Contemporary measurements of the background open ocean tsunami spectrum using the Deep-ocean Assessment and Reporting of Tsunami (DART) stations

Abstract. A reference power law of ω², where ω is angular frequency, has been traditionally used to characterize the background open ocean tsunami spectrum (BOOTS) slope from a period of 10 mins to 120 mins. However, this characterization is based on data from temporary deployments of bottom pressure sensors that lasted from several weeks to 11 months and only in scattered areas of the Pacific, leaving its effects on aleatory and epistemic uncertainties of tsunami source models unconstrained. Here we measure the BOOTS slope using 1–15 years of bottom pressure recorder data sampled at 15 s from the Deep-ocean Assessment and Reporting of Tsunamis (DART) stations. We utilize probabilistic power spectral density plots to create background noise models for 34 DART stations across the Pacific basin. We find that often a simple log-linear decay does not correctly characterize the observed background spectrum. We find deviations from the expected –2 behavior with instances of it being larger or greater, with a strong seasonality signal.
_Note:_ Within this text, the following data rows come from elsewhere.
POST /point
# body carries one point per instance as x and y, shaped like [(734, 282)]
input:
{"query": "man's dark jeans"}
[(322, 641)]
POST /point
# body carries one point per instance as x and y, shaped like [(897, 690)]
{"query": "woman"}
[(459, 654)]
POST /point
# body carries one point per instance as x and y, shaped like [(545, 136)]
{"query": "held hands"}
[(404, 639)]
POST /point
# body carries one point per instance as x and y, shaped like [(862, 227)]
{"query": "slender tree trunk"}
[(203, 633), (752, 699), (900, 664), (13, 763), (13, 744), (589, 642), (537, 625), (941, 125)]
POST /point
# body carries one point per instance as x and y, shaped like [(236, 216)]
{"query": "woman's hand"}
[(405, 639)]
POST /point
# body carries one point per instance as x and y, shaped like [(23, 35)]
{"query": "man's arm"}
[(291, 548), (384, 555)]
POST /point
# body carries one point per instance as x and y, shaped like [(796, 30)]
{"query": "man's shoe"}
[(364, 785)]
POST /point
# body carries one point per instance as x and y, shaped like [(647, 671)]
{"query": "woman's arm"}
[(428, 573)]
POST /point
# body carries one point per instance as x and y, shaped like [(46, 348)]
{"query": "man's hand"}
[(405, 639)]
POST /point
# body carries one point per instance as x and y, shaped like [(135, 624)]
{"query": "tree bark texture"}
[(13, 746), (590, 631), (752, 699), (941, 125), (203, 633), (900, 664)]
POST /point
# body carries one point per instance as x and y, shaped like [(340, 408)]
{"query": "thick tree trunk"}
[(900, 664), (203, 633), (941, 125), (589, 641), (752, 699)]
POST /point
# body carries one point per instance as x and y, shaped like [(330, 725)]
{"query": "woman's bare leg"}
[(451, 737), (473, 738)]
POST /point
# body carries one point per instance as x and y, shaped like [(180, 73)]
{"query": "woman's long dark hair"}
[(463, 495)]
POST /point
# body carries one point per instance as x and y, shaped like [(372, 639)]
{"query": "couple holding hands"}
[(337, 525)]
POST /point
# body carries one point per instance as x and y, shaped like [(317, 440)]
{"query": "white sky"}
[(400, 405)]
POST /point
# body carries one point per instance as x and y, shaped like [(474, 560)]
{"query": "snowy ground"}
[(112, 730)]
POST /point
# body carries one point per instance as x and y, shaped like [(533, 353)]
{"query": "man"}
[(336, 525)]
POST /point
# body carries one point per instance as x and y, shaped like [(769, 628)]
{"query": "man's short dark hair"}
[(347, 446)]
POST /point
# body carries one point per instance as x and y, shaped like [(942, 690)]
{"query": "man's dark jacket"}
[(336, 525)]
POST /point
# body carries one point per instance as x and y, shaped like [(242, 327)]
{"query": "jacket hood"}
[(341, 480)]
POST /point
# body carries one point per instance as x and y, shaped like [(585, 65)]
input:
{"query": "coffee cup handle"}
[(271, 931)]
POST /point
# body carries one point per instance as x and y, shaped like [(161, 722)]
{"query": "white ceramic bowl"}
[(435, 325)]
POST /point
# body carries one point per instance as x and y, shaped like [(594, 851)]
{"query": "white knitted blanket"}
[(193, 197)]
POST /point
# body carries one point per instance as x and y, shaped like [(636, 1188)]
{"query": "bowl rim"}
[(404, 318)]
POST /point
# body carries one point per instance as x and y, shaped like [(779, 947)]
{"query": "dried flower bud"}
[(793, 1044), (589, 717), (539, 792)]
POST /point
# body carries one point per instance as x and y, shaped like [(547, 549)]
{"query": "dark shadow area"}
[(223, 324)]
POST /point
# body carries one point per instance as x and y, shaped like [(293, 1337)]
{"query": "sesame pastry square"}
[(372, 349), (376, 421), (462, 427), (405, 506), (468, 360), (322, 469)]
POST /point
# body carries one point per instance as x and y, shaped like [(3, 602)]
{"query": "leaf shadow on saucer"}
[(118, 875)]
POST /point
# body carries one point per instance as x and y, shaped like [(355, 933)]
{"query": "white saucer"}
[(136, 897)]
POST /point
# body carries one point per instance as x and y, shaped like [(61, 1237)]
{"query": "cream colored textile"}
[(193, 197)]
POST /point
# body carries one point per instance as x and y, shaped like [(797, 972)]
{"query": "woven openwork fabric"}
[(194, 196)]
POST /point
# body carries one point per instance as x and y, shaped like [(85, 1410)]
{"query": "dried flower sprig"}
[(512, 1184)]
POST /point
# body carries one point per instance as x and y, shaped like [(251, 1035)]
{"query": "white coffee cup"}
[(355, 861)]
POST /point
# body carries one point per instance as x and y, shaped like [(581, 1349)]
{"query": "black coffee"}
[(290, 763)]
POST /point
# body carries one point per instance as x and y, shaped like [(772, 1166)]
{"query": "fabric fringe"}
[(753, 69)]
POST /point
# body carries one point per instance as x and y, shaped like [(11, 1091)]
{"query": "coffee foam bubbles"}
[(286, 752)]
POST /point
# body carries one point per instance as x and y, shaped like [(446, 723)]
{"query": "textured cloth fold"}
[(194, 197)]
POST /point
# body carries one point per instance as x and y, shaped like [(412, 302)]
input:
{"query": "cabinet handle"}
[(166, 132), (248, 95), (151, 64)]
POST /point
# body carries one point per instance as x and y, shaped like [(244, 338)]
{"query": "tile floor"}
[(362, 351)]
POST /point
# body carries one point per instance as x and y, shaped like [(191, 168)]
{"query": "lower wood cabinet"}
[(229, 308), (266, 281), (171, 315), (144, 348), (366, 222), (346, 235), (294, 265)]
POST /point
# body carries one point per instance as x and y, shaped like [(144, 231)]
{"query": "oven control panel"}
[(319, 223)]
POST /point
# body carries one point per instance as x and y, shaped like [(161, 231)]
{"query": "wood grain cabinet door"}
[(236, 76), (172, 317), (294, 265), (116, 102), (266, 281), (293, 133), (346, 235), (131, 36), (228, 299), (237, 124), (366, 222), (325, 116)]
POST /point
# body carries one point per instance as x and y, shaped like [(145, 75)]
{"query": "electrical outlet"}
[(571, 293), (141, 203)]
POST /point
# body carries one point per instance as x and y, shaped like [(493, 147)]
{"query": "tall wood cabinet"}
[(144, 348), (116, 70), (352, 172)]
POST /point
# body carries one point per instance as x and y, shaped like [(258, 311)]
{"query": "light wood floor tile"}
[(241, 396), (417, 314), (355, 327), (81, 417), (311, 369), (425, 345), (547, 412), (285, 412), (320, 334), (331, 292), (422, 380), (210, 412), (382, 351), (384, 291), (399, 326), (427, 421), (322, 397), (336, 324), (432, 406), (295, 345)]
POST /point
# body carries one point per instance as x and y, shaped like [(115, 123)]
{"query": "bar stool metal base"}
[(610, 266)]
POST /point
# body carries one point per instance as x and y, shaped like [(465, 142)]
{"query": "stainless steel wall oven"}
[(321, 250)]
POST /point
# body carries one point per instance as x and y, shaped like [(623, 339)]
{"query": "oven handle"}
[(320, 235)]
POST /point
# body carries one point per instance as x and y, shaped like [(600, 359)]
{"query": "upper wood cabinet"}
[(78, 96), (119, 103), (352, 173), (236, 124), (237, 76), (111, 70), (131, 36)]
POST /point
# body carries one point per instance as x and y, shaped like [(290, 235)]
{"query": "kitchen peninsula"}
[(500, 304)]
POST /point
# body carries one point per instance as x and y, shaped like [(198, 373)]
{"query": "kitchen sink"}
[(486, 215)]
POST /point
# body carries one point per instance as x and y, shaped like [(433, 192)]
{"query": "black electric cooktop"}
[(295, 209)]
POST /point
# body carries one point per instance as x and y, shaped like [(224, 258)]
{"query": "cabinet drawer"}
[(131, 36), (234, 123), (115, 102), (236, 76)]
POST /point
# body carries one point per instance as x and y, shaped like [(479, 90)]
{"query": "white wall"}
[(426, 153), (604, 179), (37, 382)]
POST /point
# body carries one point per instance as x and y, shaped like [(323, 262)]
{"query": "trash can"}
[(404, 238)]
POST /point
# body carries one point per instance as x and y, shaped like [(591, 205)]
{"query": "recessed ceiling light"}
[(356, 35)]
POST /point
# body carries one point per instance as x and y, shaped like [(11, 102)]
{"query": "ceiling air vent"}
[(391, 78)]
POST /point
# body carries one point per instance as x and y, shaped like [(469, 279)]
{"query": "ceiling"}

In addition, we plot the median power for each DART station at the periods of 120 s, 250 s, and 800 s. Lastly, a significant part of the energy in the BOOTS is from infragravity waves, we calculate their heights and their mean values for December, January, and February and June, July, and August. We found that meteorologically induced infragravity wave events are the largest factors in seasonal variations of the BOOTS slope and intercept, especially in the east Pacific. We show the typical meteorological systems that drive these events, and we connected tropical systems from off the coast of Mexico to infragravity wave events in the east and central Pacific. Finally, we found that infragravity wave events may impact small to moderate tsunamis.